Table 3 summarizes the impact of adding a series or parallel passive element to the BAW resonator. It can be clearly seen that capacitors and inductors only change one of the resonance frequencies of BAW resonator. In the case of adding a capacitance, the difference between fs and fp will be reduced, while the inductance is exactly the opposite [104,105].
However, placing discrete elements in the circuit would introduce parasitics and degrade the quality factor of the system. To avoid this disadvantage, Wanling Pan et al. [106] propose a structure with the piezoelectric plate suspended in air (or vacuum) above the bottom to form a MEMS various capacitor. This design not only reduces an assembly step during processing, but also promises a high-quality factor due to the elimination of interconnection loss. The continuous tuning range is limited to about 1.9 MHz at ~6.8 GHz with an actuation voltage of 9 V. Similarly, Wei Pang et al. [107] reported another structure of electrically tunable FBAR with an air-gap capacitor formed between the top electrode and piezoelectric film. Although integrating an air-gap capacitor in the FBAR can minimize the total size of FBAR, it may deteriorate the energy trapping in the lateral direction and make the FBAR vulnerable by the damaging effect of the surface micromachine.
Another way to realize frequency tuning is using tunable materials such as SrTiO3, BaTiO3, BaxSr1-xTiO3 (BST) to replace the piezoelectric layer of the devices. Those materials exhibit strong piezoelectric and/or electrostrictive properties. By applying a DC voltage, electromechanical coupling coefficient and sound speed of the device are changed, thereby achieving frequency shift.
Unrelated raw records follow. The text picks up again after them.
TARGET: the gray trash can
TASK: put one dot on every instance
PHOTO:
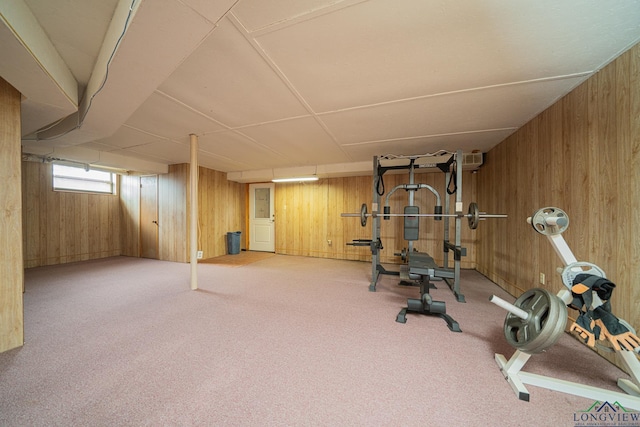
(233, 242)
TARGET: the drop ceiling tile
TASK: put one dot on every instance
(492, 108)
(164, 149)
(467, 142)
(228, 80)
(212, 10)
(164, 116)
(302, 141)
(259, 14)
(126, 137)
(241, 149)
(375, 51)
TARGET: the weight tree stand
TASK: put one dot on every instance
(551, 222)
(453, 281)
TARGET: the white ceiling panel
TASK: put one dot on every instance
(376, 51)
(259, 14)
(228, 80)
(77, 29)
(240, 149)
(302, 139)
(212, 10)
(466, 142)
(491, 108)
(126, 137)
(164, 150)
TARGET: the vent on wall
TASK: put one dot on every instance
(471, 161)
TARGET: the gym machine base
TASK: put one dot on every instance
(422, 269)
(534, 335)
(410, 163)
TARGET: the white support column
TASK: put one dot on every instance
(193, 226)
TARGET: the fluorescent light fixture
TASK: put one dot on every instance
(298, 179)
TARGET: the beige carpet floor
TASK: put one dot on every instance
(237, 260)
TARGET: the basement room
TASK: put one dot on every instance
(319, 213)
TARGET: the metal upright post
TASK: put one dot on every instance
(375, 227)
(457, 255)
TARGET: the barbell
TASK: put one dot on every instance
(473, 215)
(535, 321)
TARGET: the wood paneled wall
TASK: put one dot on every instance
(221, 209)
(173, 195)
(130, 215)
(308, 217)
(583, 156)
(61, 227)
(11, 256)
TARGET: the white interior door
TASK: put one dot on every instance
(261, 218)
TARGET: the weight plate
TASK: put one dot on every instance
(540, 221)
(363, 214)
(544, 325)
(473, 215)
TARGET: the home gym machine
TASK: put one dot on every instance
(537, 319)
(420, 268)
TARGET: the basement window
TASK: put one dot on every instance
(70, 178)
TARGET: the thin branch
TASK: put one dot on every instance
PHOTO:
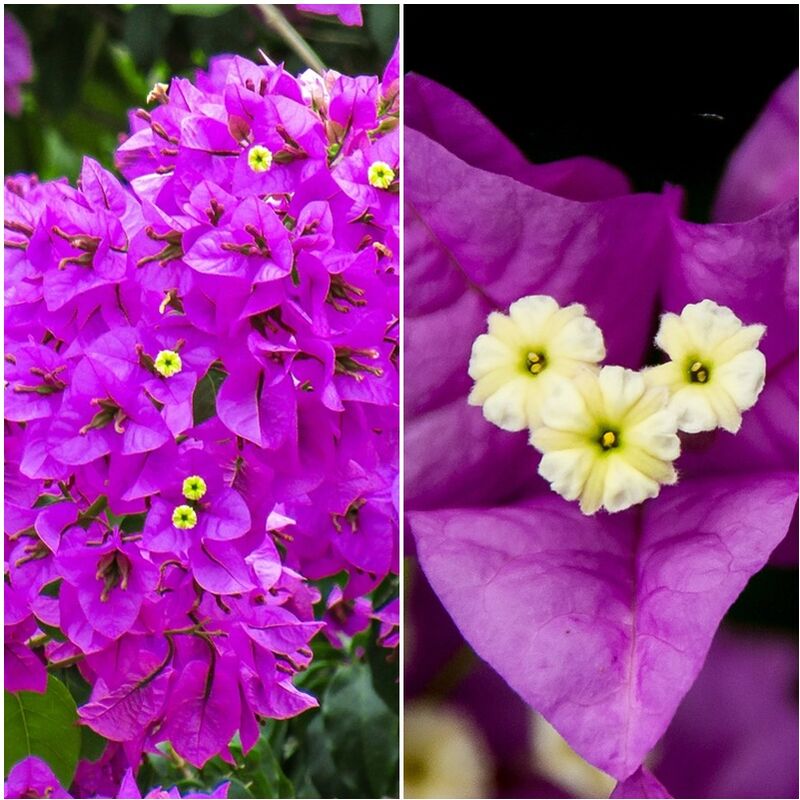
(276, 20)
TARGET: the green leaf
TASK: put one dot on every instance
(43, 725)
(363, 733)
(200, 10)
(92, 744)
(384, 664)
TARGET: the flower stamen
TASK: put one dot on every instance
(609, 440)
(536, 362)
(194, 487)
(259, 158)
(184, 517)
(380, 175)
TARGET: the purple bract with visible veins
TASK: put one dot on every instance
(202, 408)
(600, 623)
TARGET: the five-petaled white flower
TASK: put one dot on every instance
(607, 439)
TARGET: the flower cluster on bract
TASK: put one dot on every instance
(600, 623)
(201, 401)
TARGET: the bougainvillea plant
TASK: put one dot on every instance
(600, 621)
(201, 411)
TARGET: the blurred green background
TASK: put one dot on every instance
(93, 63)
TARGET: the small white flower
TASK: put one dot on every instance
(516, 363)
(607, 439)
(715, 371)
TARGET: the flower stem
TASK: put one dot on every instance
(275, 20)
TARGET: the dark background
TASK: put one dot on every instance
(627, 84)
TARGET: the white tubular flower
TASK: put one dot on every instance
(556, 761)
(608, 440)
(516, 363)
(715, 371)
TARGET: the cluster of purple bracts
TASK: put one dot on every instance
(201, 403)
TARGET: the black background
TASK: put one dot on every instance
(632, 85)
(627, 84)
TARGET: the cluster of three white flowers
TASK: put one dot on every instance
(609, 435)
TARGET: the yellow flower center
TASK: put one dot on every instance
(380, 175)
(609, 440)
(168, 363)
(194, 487)
(184, 517)
(259, 158)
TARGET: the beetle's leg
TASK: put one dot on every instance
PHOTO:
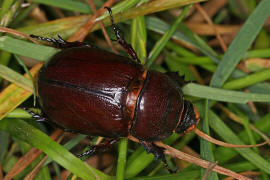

Particularly, because the BST thin film is the paraelectric phase, no resonance is observed at zero bias. However, with increased DC bias, the resonance develops and can be clearly tuned [108,109].
Table 4 summarizes the results of some existing studies on tunable BAW resonators using ferroelectric materials. Obviously, although those devices show some tuning abilities, the low Q-value inherent to ferroelectric materials limits the practical use.
Moreover, the characteristics of tuning abilities contributes to the design of wide bandwidth and mutli-band filters, and the conventional circuit topologies limit the achievable bandwidth of the AlN BAW filter (typically 6%). As is described in Table 3, the introduction of inductance can lead to increased keff2, thereby widening the effective bandwidth of filters. Seungku Lee et al. [116] designed and fabricated a switchable filter based on BST ferroelectric material using a 2.5-stage ladder-type configuration (Figure 16a). The filters were designed to have a 2.5% fractional bandwidth having center frequencies at 1.85, 1.96, and 2.04 GHz and provide an isolation of more than 27 dB (Figure 16b). For Carrier Aggregation (CA) applications, tuning on both channels simultaneously can achieve double/triple-band function (Figure 16c).
In fact, tuning frequency is complicated in acoustic resonators. Most of the above methods for tunable devices involve applying a variable electric field. The battery voltage of mobile phones is typically 2–3 V. In case a higher voltage is required for tuning, an intricate and space-consuming system is needed. Even if a suitable approach to tuning frequency can be found, there are many other conditions needed to be fulfilled for a tunable filter with any practical value.

7. Prospects

7.1. Lithium Niobate and Laterally-Excited Bulk-Wave Resonators (XBAR)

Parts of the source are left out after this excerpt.